I bet that hammer was not hitting her fast pair of skis. :smile:


----------



## andrec10 (Feb 25, 2016)

x10003q said:


> I bet that hammer was not hitting her fast pair of skis. :smile:



They were the broken pair of skis....


----------



## Hawkshot99 (Feb 25, 2016)

andrec10 said:


> They were the broken pair of skis....



Before or after she was done?


----------



## andrec10 (Feb 25, 2016)

Hawkshot99 said:


> Before or after she was done?



When she crashed, she bent the ski. Binding released when it should not have. Imagine your din being set to 30 and releasing!


----------



## Hawkshot99 (Feb 25, 2016)

andrec10 said:


> When she crashed, she bent the ski. Binding released when it should not have. Imagine your din being set to 30 and releasing!

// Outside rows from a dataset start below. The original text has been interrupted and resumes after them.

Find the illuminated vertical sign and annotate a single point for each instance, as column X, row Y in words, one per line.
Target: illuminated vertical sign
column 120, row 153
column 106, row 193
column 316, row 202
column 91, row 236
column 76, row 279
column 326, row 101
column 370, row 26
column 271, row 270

In the interviews I have seen of her after the race she never mentions a ski breaking.  Just that it came off.  If you watch the crash in slow-mo, you can see the ski violently slapping as she tried to ride the ruts through the traverse.


----------



## MyNameIsAugustWest (Feb 26, 2016)

Back to body painting....
http://www.si.com/swimsuit/model/lindsey-vonn/2016/body-paint#1


----------



## Edd (Feb 28, 2016)

Fractures her knee, skis anyway. Ok. 

http://www.chicagotribune.com/sport...ndsey-vonn-world-cup-knee-20160228-story.html


----------



## from_the_NEK (Feb 28, 2016)

Edd said:


> Fractures her knee, skis anyway. Ok.
> 
> http://www.chicagotribune.com/sport...ndsey-vonn-world-cup-knee-20160228-story.html



Sometimes bone injuries are easier to deal with and a faster recovery time the tendon/ligament damage.


----------



## Edd (Feb 28, 2016)

from_the_NEK said:


> Sometimes bone injuries are easier to deal with and a faster recovery time the tendon/ligament damage.



I understand but I'm just really impressed by her determination. She won the day after the injury. Holy crap.


----------



## steamboat1 (Mar 2, 2016)

Out for the season.

http://www.nytimes.com/2016/03/03/sports/lindsey-vonn-ends-season-because-of-injury.html?_r=0


----------